El sol acababa de ocultarse y podía sentir cómo se despertaba Eric. Su presencia me acompañaba como una sombra: familiar, irritante, reconfortante, intrusivo. Todo a la vez.
– Si puedes hacerlo ahora mismo -dije-. Antes de que pierda el valor.
– De hecho, es el mejor momento del día para hacerlo -apuntó-. La caída del sol. Cuando termina el día. Los finales, en general. Tiene sentido. – Amelia fue corriendo al dormitorio. Regresó al cabo de dos minutos con un sobre y tres pequeños tarros: tarros de gelatina en un anaquel de cromo, como los que usan las camareras de los bares para poner el desayuno. Los tarros estaban medio llenos de una mezcla de hierbas. Amelia se había puesto un delantal. Noté que guardaba objetos en uno de los bolsillos.
– Muy bien -dijo, pasándole el sobre a Bob, que extrajo el papel y lo ojeó rápidamente, frunciendo el ceño de su estrecho rostro.
– Fuera, en el jardín -sugirió él, y los tres dejamos la cocina, cruzamos el porche trasero y fuimos al jardín, dejándonos envolver una vez más por el olor a carne hecha al pasar junto a la vieja parrilla.
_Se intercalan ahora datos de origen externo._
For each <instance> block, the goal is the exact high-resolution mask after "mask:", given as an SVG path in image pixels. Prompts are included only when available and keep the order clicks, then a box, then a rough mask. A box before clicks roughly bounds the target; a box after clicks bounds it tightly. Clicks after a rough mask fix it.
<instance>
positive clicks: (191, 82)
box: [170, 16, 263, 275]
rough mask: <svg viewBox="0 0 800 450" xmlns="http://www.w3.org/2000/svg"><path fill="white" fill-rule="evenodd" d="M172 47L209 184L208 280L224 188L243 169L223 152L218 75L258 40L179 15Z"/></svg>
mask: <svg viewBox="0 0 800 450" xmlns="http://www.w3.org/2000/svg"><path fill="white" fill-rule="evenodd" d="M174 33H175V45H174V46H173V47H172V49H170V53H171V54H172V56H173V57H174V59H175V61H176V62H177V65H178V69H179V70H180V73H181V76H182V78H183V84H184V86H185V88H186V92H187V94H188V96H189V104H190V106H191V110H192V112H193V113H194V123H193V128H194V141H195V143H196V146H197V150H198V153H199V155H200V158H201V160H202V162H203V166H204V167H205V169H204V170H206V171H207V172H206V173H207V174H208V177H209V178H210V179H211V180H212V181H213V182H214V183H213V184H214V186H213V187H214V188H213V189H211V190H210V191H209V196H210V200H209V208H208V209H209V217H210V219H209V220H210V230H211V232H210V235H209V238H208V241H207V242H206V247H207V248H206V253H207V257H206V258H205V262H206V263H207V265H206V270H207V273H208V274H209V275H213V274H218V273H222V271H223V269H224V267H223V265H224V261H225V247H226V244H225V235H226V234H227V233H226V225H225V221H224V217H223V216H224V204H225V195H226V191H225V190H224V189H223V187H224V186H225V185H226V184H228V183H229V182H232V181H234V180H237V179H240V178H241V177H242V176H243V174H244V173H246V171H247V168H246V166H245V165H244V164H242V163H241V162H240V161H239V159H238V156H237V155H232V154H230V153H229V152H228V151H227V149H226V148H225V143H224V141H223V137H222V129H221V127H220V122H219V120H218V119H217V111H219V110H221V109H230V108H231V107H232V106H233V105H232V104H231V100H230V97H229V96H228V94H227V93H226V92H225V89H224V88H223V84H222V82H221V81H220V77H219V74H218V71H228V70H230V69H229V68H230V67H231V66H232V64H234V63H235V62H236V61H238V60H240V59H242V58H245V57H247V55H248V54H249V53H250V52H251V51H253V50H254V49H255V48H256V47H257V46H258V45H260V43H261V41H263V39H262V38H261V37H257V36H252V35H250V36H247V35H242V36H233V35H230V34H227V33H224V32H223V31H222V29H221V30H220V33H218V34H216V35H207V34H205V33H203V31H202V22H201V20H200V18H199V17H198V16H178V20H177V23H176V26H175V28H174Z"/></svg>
Amelia me situó en un punto, a Bob en otro y luego hizo lo propio con los tarros de gelatina. Bob y yo teníamos cada uno un tarro a los pies, detrás de nosotros, y había otro donde se colocaría ella. Habíamos formado un triángulo. No hice ninguna pregunta. De todos modos, probablemente no habría creído ninguna de las respuestas. Nos entregó a Bob y a mí una cajetilla de cerillas a cada uno y ella se quedó con otra.
– Cuando os lo diga, prended fuego a vuestras hierbas. Después, caminad en sentido contrario a las agujas del reloj alrededor del tarro, tres veces -indicó -. Parad en vuestro puesto a la tercera. Entonces diremos las palabras. Bob, ¿las has memorizado? Sookie necesitará tu papel.
Bob volvió a echar un vistazo a las palabras, asintió y me entregó el papel. Apenas veía las letras gracias a las luces de seguridad. La noche se nos echaba encima por momentos.
– ¿Listos? -preguntó Amelia secamente. Parecía cada vez mayor a medida que se apagaba la tarde.
Asentí preguntándome si estaba siendo sincera.
– Sí- dijo Bob. I
– Pues volveos y encended el fuego -instruyó Amelia. Obedecí su mandato como un robot. Estaba muerta de miedo, y no acababa de saber por qué exactamente. Eso era lo que deseaba hacer. Mi cerilla prendió y la solté en el tarro de gelatina. Las hierbas produjeron una llamarada, soltando un fuerte olor, y los tres nos erguimos de nuevo para dar las tres vueltas en sentido contrario a las agujas del reloj.